You are viewing a plain text version of this content. The canonical link for it is here.
Posted to solr-user@lucene.apache.org by Divyanand Tiwari <di...@gmail.com> on 2013/03/06 07:54:37 UTC

Re: How can i instruct the Solr/ Solr Cell to output the original HTML document which was fed to it.?

Hi Chris thank you for replying. My "content" field in the schema is
stored="true" and indexed="false" because I am copying the "content" field
in "text" field which is by default indexed="true".
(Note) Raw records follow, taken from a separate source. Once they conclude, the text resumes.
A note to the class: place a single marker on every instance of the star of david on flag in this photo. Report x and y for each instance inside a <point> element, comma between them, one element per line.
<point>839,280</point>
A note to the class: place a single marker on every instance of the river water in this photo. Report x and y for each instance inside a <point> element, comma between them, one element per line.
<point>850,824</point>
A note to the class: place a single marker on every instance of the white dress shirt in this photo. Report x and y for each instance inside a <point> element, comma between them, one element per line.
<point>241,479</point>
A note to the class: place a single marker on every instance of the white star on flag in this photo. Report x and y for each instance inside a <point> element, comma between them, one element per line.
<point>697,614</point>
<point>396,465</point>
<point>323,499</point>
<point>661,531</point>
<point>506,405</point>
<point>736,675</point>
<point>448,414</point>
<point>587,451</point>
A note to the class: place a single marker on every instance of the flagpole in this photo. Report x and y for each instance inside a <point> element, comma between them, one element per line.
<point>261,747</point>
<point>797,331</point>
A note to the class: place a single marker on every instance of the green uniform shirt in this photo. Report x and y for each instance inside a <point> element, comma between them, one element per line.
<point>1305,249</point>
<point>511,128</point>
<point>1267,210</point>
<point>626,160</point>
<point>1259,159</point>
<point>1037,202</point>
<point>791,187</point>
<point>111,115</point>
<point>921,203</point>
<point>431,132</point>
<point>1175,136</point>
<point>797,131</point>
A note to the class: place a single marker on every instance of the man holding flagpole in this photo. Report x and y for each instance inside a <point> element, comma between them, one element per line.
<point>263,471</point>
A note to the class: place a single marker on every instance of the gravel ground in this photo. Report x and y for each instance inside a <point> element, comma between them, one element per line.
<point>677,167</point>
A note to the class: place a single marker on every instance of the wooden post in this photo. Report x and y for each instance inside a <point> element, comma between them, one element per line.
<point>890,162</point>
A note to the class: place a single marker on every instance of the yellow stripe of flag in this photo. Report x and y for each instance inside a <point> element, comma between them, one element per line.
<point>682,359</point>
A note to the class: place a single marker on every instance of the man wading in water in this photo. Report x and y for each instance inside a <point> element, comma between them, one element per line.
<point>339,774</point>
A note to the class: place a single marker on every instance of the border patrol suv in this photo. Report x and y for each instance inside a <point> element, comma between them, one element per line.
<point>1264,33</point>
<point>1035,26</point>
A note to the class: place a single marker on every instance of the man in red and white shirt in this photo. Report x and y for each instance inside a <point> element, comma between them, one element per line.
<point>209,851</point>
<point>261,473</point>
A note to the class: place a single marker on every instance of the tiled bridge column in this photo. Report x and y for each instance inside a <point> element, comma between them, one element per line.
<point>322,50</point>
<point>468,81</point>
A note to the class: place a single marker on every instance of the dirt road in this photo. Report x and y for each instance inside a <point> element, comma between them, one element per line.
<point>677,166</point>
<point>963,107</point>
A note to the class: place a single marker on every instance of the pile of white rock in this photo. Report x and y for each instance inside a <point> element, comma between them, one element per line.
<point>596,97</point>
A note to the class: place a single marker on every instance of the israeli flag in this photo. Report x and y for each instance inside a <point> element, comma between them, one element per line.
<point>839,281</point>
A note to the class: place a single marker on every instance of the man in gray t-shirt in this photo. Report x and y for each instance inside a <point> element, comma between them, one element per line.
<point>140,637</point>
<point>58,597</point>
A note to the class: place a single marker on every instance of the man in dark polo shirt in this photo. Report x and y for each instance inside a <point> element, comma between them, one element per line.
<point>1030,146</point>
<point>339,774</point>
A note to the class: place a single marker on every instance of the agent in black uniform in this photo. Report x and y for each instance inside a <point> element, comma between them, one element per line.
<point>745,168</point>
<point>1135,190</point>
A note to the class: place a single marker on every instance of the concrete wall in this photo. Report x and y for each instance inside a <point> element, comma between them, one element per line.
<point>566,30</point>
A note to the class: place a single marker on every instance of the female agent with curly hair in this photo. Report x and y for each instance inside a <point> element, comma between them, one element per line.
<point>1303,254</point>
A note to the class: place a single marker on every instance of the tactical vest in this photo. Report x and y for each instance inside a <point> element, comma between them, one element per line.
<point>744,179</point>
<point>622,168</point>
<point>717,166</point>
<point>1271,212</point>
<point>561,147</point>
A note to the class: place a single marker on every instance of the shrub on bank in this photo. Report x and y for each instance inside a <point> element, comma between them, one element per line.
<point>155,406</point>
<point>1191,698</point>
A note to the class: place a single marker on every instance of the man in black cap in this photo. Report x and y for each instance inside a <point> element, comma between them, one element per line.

I was having a query that I am able to search in the html documents I had
fed to the solr, but as the results returned by the
Tika/ExtractingRequestHandler is stripped down version of the HTML
document, I am not able to present the document in the original format at
my site. :(

I got certain idea based upon Jack's reply that making my own request
handler and I am working on it.
I'll update if I am coming up with any solution also any help is most
welcomed..!!!

Thank you all for all your support...!!!


On Fri, Feb 22, 2013 at 6:42 AM, Chris Hostetter
<ho...@fucit.org>wrote:

>
> : Hi everyone, i am new to solr technology and not getting a way to get
> back
> : the original HTML document with Hits highlighted into it. what
> : configuration and where i can do to instruct SolrCell/ Tika so that it
> does
> : not strips down the tags of HTML document in the content field.
>
> I _think_ what you want is simply to ensure that you have a "content"
> field in your schema which is stored="true" (and indexed="true" if you
> want to serach on it directly) ... and then ExtractingRequestHandler will
> put the entire XHTML it generates from the documents you index into that
> field.
>
> http://wiki.apache.org/solr/ExtractingRequestHandler
>
> If that isn't what you had in mind, then you need to provide us with more
> details about what you've tried, what results you get, and how exactly
> those results differ fro mwhat you want to get.
>
>
> -Hoss
>



-- 
Regards,
Divyanand Tiwari